In the moments, hours, days and weeks since, my mind has struggled with trying to comprehend “why”.  Why was I there?  Why was I a witness?  Why, once again, was I spared?  Does this too, tie into the work I am meant to do in this lifetime?  I don’t have the answer, yet I do know this: my life has changed in ways I could not have imagined.  Some things I took for granted are now challenging and at the same time, I have gained a new perspective and appreciation for all the little daily things that happen that make life worthwhile.  It is, at times both scary and intriguing. 

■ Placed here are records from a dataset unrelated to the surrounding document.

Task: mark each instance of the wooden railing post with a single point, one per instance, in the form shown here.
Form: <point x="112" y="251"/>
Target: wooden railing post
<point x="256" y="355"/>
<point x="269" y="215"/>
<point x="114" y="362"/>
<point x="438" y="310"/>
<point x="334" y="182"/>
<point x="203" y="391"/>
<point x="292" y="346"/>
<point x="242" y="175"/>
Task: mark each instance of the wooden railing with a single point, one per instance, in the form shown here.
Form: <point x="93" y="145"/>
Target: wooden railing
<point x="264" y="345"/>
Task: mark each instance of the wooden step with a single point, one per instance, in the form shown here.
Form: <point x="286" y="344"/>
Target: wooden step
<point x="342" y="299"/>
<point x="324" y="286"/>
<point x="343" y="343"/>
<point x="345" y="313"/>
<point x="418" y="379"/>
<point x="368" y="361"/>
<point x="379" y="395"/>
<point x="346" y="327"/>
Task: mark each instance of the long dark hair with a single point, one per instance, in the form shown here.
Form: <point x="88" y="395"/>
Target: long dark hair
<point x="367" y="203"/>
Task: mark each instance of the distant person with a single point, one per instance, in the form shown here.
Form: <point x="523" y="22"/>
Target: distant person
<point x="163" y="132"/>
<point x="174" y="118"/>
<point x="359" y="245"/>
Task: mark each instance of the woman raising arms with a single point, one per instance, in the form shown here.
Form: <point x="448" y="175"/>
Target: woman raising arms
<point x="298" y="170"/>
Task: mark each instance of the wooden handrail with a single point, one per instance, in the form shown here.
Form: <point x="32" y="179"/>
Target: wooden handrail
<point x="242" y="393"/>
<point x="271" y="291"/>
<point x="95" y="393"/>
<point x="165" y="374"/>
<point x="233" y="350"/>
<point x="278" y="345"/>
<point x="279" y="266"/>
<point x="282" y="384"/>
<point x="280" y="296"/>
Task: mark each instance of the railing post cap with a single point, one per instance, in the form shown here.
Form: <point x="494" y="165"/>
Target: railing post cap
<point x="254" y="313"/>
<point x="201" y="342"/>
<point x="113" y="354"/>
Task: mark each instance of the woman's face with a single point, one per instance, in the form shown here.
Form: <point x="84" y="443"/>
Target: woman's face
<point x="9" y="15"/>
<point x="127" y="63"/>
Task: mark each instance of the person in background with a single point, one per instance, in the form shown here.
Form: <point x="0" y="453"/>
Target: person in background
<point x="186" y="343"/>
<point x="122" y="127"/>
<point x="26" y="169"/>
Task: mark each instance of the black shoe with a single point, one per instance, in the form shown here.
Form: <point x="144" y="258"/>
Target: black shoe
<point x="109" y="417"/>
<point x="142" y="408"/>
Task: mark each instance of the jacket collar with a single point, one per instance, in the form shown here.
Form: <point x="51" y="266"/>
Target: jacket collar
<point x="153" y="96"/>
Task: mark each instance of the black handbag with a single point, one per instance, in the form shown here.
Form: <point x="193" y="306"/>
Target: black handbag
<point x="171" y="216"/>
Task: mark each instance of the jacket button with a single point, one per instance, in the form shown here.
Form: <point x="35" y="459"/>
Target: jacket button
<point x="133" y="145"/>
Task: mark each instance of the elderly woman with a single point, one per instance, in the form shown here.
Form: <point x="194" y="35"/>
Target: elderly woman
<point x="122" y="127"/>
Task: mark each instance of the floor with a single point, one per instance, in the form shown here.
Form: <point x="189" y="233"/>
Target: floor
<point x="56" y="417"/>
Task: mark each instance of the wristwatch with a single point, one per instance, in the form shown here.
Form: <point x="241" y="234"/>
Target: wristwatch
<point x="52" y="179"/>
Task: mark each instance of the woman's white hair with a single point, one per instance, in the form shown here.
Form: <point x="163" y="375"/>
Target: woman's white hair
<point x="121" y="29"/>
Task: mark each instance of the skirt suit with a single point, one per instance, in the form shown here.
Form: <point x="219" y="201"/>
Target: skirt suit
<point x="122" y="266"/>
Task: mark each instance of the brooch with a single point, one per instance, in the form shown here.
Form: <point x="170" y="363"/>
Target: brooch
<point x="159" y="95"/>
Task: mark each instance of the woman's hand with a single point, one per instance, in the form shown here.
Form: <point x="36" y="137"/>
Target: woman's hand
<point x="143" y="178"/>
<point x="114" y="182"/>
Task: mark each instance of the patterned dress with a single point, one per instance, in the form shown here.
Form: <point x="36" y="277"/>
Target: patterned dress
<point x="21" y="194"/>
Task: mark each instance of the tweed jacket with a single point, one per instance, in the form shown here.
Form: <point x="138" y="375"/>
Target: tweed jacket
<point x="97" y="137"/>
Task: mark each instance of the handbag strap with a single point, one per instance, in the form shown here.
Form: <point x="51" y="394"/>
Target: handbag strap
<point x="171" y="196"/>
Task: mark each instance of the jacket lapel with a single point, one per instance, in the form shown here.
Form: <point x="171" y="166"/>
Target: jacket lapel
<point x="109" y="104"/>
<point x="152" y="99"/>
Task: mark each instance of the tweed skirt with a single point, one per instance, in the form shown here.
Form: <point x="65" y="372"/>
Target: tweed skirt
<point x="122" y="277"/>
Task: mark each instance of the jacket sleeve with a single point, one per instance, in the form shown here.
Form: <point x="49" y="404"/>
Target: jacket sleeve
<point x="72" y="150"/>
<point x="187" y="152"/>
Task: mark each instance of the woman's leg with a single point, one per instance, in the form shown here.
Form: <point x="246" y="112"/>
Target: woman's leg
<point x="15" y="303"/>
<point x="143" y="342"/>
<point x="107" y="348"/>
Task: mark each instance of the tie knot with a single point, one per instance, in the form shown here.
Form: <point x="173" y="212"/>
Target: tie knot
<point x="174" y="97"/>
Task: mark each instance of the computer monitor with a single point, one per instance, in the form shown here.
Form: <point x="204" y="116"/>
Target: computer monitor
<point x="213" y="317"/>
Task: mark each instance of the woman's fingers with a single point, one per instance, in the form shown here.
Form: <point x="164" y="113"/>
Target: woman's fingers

While I am seeking out ways to overcome the challenges the shooting created, I am also finding that I am living more fully in the moment and appreciating who and what I have in my life.  I cannot change what happened; I can only choose how to move forward from it.  So each day I focus on creating the life I desire which includes moving forward on my Path. I will find my way day by day, gaining clarity and following my intuition.  While some things have yet to reveal themselves to me, this I know for certain:  “Life changes in an instant.  Tomorrow is an illusion; you only have this instant, this moment.” Live in the moment, be in the moment.